Wortschatz - Gefühle

Gefühle - Gevoel

  1. Open de StudioWozzol-lijst Wortschatz A en neem hem over.
  2. Oefen en leer de woorden met StudioWozzol.


Übung 1: Woordzoeker

  1. Zoek in de puzzel tien woorden uit de woordenlijst die je net geleerd hebt.
    De woorden zitten horizontaal, verticaal en diagonaal in de puzzel verstopt.

    Worddocument: Wortsucher
  2. Schrijf de woorden in je schrift. Let op de spelling.
  3. Heb je alle woorden gevonden?

    Worddocument: Wortsucher Lösung

 

Gefühle

  1. Open de StudioWozzol-lijst en neem hem over.
  2. Oefen en leer de zinnen met StudioWozzol.

 

Übung 2: Reageren 
Wat zeg je in de volgende situaties?

  1. Schrijf een passende zin uit de StudioWozzol-lijst 'Herzklopfen – Aussagen A' in je schrift.
    Lees goed wat de situatie is. Zoek een passende zin uit de lijst.
    Schrijf de zin in het Duits je schrift

    1. Iemand tikt steeds op de tafel, terwijl jij je concentreren wilt.
    2. Je vriend wilt dat jij hem helpt, maar je hebt nu nog even geen tijd.
    3. Een vriendin komt onverwacht langs.
    4. Je hebt ruzie met je vriend.

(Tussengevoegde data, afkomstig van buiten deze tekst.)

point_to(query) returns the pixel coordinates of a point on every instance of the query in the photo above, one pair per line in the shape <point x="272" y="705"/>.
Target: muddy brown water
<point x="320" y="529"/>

Hij komt naar je toe, maar je wilt hem niet spreken.
    5. Je beste vriendin is je verjaardag vergeten. Je vergeeft het haar.
      
  1. Vergelijk jouw antwoorden met die van een medeleerling.

 

Beziehungen - Verhoudingen


Open de StudioWozzol-lijst Wortschatz B en neem hem over. Oefen en leer de woorden met StudioWozzol.

 

Übung 1: Wat past bij elkaar? 
Sleep de woorden in de passende zin. Tussen haakjes vind je de Nederlandse versie.

Oefening 1Was passt zusammen?


Open de StudioWozzol-lijst Wortschatz C en neem hem over. Oefen en leer de woorden met StudioWozzol.


Übung 2: Wat hoort bij elkaar? 
Neem de woordenlijstjes over in je schrift.
Zet de Duitse vertaling naast het Nederlandse woord.

  • knuffelen
  • trouwen
  • liegen
  • houden van
  • uit elkaar gaan
  • ruzie maken
  • aaien
  • zoenen
  • heiraten
  • küssen
  • lügen
  • sich streiten
  • lieben
  • streicheln
  • sich trennen
  • schmusen

Übung 3: Vervoeging

  1. Werk samen met één andere leerling.
  2. De woorden uit Übung 2 zijn werkwoorden.
    Eén van jullie zoekt een woord uit het rijtje. Maak de vervoeging van dit woord. Vertel dit aan de ander. De ander let op dat het klopt.
    Voorbeeld:
    Ich küsse  wir küssen 
    du küßt ihr küßt
    er/ sie / es küßt sie / Sie küssen
  3. De volgende leerling vervoegt het tweede werkwoord enz.
  4. Ga door tot je alle werkwoorden uit Übung 2 hebt vervoegd.
  5. Kom je er niet uit? Zoek dan samen naar de juiste vervoeging.
  1. Open de StudioWozzol-lijsten Aussagen B en Aussagen C en neem ze over.
  2. Oefen en leer de zinnen met StudioWozzol.

 

Übung 4: Zo niet!
Kies de reactie die niet bij de situatie past.

  1. Deine Freundin hatte Streit mit ihrem Freund und ist traurig.
    1. Das wird schon wieder.
    2. Kann ich dich irgendwie trösten?
    3. Wie schön für dich!
  2. Du magst Nina absolut nicht.
    1. Ich habe solche Sehnsucht nach ihr.
    2. Ich kann sie nicht leiden.
    3. Sie ist mir sehr unsympathisch.
  3. Auf dem Schulfest belästigt dich ein Junge. Du willst, dass er dich in Ruhe lässt.
    1. Finger weg!
    2. Hau ab!
    3. Ich liebe dich.
  4. Du hast schon eine Weile nichts von deiner Freundin gehört und machst dir Sorgen.
    1. Ich weiß wirklich nicht, was ich machen soll.
    2. Komisch, dass sie sich nicht meldet!
    3. So eine blöde Kuh!

Bespreek je antwoorden met een klasgenoot.